Voegelin dedica agrias palabras a los intelectuales de aquellos años. Su culpabilidad es doble, pues son, por un lado, cómplices de unos hechos que deberían haber previsto. Pero, más aún, lo son por aceptar la segunda realidad nacionalsocialista como un mero entretenimiento intelectual. El dardo contra Heidegger resulta evidente.
Eric Voegelin
Voegelin no conoció el mundo de las redes sociales, donde en demasiadas ocasiones resulta difícil distinguir la realidad de la ficción, o la verdad de la mentira. Para nosotros, que sí lo conocemos, resulta muy sencillo comprender qué significa la segunda realidad y sus perniciosas consecuencias. Mucho más complicado es para las mujeres y los hombres de hoy comprender hasta dónde quiere llegar el autor cuando nos habla de la primera realidad.

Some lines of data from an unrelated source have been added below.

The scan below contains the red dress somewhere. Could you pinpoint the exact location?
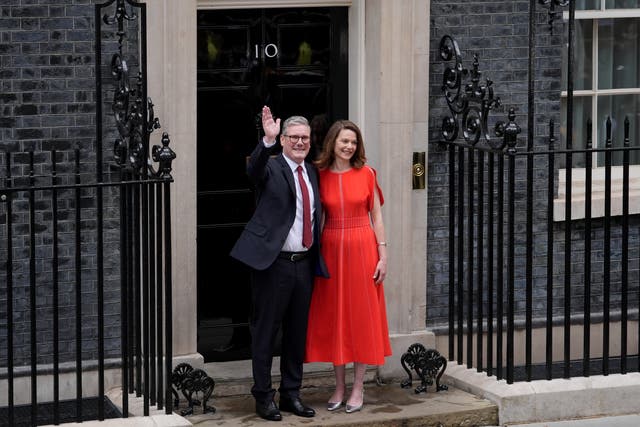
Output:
[305,166,391,365]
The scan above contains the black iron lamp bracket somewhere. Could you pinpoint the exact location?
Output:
[439,35,501,149]
[102,0,176,179]
[400,343,448,394]
[171,363,216,416]
[440,35,520,152]
[538,0,571,33]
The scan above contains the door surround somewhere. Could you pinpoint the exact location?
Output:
[147,0,435,382]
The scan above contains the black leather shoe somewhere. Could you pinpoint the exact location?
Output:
[256,400,282,421]
[280,397,316,418]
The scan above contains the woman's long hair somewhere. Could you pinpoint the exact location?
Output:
[315,120,367,169]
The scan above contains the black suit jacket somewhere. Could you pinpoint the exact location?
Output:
[231,140,328,277]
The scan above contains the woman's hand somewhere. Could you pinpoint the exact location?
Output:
[373,259,387,285]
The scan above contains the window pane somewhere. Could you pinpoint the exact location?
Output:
[598,18,640,89]
[605,0,640,9]
[562,19,593,90]
[576,0,600,10]
[594,95,640,166]
[556,96,595,167]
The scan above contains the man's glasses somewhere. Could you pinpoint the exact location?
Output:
[283,135,309,144]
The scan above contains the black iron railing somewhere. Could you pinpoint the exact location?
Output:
[0,0,175,426]
[440,0,640,383]
[0,149,172,425]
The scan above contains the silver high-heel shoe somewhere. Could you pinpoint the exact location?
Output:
[327,402,342,411]
[345,391,364,414]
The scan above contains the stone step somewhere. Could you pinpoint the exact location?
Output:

Queramos o no, lo cierto es que somos hijos de la Modernidad. Y entre las ideas que esta fase de la historia de Occidente ha sumergido bajo las aguas de Lethe, el río de la desmemoria de la mitología griega, se encuentran aquellas que conformaban la religión como el hilo que tejía la cohesión social. Voegelin quiere destacar este hecho, pero no ansía una teocracia. Sencillamente realiza una llamada de atención sobre las consecuencias negativas de esta grave circunstancia.
¿Cómo salir del atolladero? Voegelin no nos lo dice, y no lo hace porque no resulta fácil hacerlo. Regresar al pasado es, por imposible, una pésima idea; tan mala como olvidarlo o despreciarlo como si se tratase de una fase primitiva o preparatoria de la actual. ¿Qué nos queda entonces? Tal vez imitarlo a la manera en que los antiguos concebían la imitación, que no es la nuestra. Es esta una cuestión de enorme importancia que, sin embargo, ha de quedar para otra ocasión.